Since childhood I've been surrounded by books about art (very classic, traditional art to be precise).  I really loved to browse through them. However it was a "passive" interest.

My "active" interest in making illustrations began when I came into contact with fantasy games and books in a high school.

2. Where and when did you learn drawing?

I began to learn drawing at the age of 18 (some of you may think that it's quite late). I was attending drawing classes to pass entrance exams for Warsaw Faculty of Architecture. Then, during studies I had a broad spectrum of art classes (drawing, painting, sculpting, study of colors, digital graphics etc). It was a valuable base for practicing at home. Even more important were classes from architectural design and history of architecture. These enabled me to draw detailed buildings and landscapes from imagination.

3. For how long have you been working as a freelance illustrator?

I'm a freelance illustrator since graduating from Faculty of Architecture (2011).

4. Which artists inspire you most?

Old masters:  L. da Vinci, A. Dürer and G. B. Piranesi. Their sketches brilliantly presented the whole process of "constructing" their works (the visible guide lines). On the other hand my favorite painter is Zdzisław Beksiński. He was able to create a mood which can be easily felt, even though it can be hardly described with words.

5. What are your other inspirations:

On the first place I'd say long walks. My thoughts flow the most freely when I'm walking. Moreover: dark and melodic music, fantasy books, historical buildings.

6. What techniques/tools do you use in creating your work?

-watercolor paper: yellowish Canson Colorline and white Daler-Rowney (300g)
- watercolors (in tubes and bars)

-a waterproof Faber-Castell's "PITT artist pen", size S

- Rotring's Artpens, various sizes. They're quite handy and allow to draw fine, stylish lines

- mechanical pencil, size 0.5

- After scanning I use Photoshop, mostly to set the colors/contrasts and add a text

7. What does your creative process look like? 

1. Usually the first step is "brainstorming". In a relatively short period of time I browse through plenty of photos and illustrations related somehow to my task. The purpose is being in the right creative mood, not searching particular references.

2. Then I make about dozen of thumbnail sketches just for myself. If it's a commission I often send about 3 more detailed sketches to the customer to get a better idea of his/her expectations.

 3. And then the whole fun begins. A delicate pencil sketch helps me to set the right composition. Then it's time for a more precise pen drawing and finally watercolors can be used.

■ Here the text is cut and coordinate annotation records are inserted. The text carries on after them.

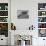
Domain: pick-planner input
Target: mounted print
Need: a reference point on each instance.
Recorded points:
(22, 14)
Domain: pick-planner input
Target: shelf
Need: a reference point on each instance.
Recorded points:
(3, 16)
(41, 28)
(42, 16)
(3, 22)
(41, 10)
(41, 22)
(3, 10)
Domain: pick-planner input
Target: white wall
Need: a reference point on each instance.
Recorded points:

4. Sometimes it happens that I'm not really satisfied with the color scheme and I need to redraw the whole work.

 5. If the original looks fine, it is scanned and edited digitally to prepare it for example for printing.

What can be said in few sentences may actually take me several days.

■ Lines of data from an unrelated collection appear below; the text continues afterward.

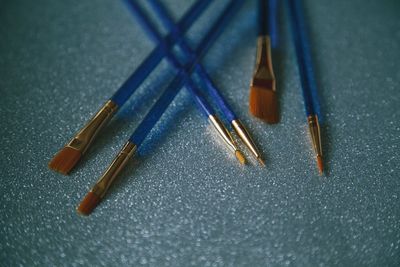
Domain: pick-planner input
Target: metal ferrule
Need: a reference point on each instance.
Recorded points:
(263, 72)
(114, 169)
(85, 136)
(223, 132)
(315, 133)
(242, 132)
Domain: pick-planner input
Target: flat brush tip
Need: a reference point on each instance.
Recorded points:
(65, 160)
(88, 204)
(263, 104)
(239, 155)
(320, 165)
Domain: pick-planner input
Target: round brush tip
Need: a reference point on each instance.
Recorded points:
(88, 204)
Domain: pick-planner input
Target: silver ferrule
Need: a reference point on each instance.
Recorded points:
(114, 169)
(87, 134)
(223, 132)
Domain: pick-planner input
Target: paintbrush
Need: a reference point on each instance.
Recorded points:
(99, 190)
(263, 102)
(67, 158)
(307, 77)
(201, 102)
(212, 89)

8. What are the biggest advantages of being a freelance illustrator?

1. The most important for me: continuous development of skills.

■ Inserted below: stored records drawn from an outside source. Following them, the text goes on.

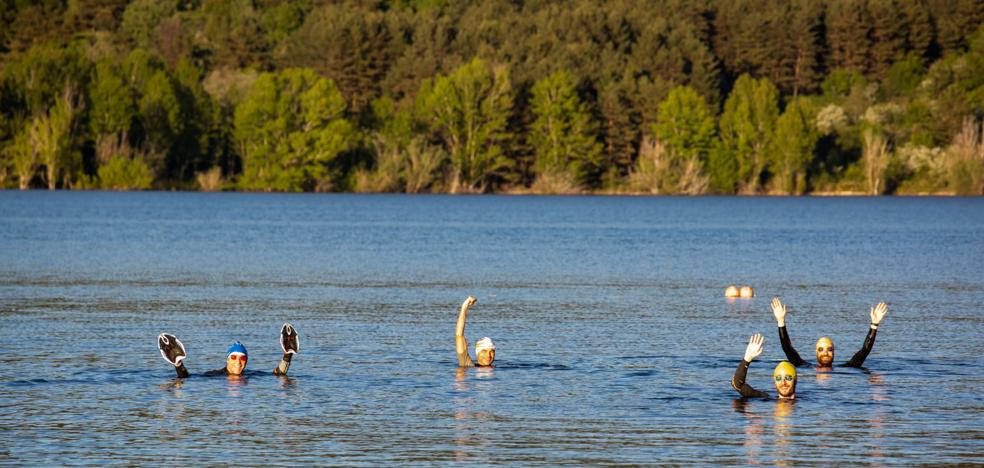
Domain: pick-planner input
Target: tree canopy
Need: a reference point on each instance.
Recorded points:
(548, 96)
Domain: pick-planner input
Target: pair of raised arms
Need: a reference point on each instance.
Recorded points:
(779, 311)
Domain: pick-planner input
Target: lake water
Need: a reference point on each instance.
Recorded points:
(615, 344)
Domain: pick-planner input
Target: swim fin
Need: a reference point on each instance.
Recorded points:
(171, 349)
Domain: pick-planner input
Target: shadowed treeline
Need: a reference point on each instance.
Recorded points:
(580, 96)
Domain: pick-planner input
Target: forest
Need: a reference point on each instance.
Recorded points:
(690, 97)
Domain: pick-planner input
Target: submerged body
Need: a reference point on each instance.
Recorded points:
(484, 348)
(825, 346)
(173, 351)
(784, 374)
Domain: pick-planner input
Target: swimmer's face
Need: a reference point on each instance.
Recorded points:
(785, 383)
(825, 352)
(235, 364)
(485, 357)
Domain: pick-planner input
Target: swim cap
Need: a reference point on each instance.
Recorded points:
(237, 348)
(483, 344)
(785, 367)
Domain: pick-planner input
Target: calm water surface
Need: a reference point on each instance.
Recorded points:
(614, 342)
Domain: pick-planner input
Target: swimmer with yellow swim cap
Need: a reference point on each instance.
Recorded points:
(784, 374)
(825, 346)
(484, 348)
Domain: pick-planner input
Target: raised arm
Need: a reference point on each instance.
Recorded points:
(460, 344)
(291, 344)
(779, 311)
(172, 350)
(877, 314)
(752, 351)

2. A very positive feedback from foreign people from various parts of the world. It's really motivating and uplifting.

3. Quite low level of stress.

4. Freedom in managing time.

9. What are the biggest disadvantages of being a freelance illustrator?

1. Uncertainty in economic matters. Very low earnings at the beginning (at least in case of the vast majority of cases).

2. Sporadic direct contact with other people. My contact with customers is usually limited to e-mails, less often to Skype talks.

Not so many after all :)

10. Did you always wanted to be an artist? What would you be doing if you weren't an illustrator?

For a short period of time I  wanted to be a garbage collector (big cars + working in the open air). Then I wanted to be an archeologist or paleontologist as I'm fascinated by the past.

If I weren't an illustrator, I'd be an architect as that's my learned profession.

Wednesday, 19 October 2016

Steampunk Playing Cards part 2.

Time for the second portion of Steampunk cards created in an old school, traditional way (ink and watercolors). Today I'll focus on the red suits - hearts and diamonds.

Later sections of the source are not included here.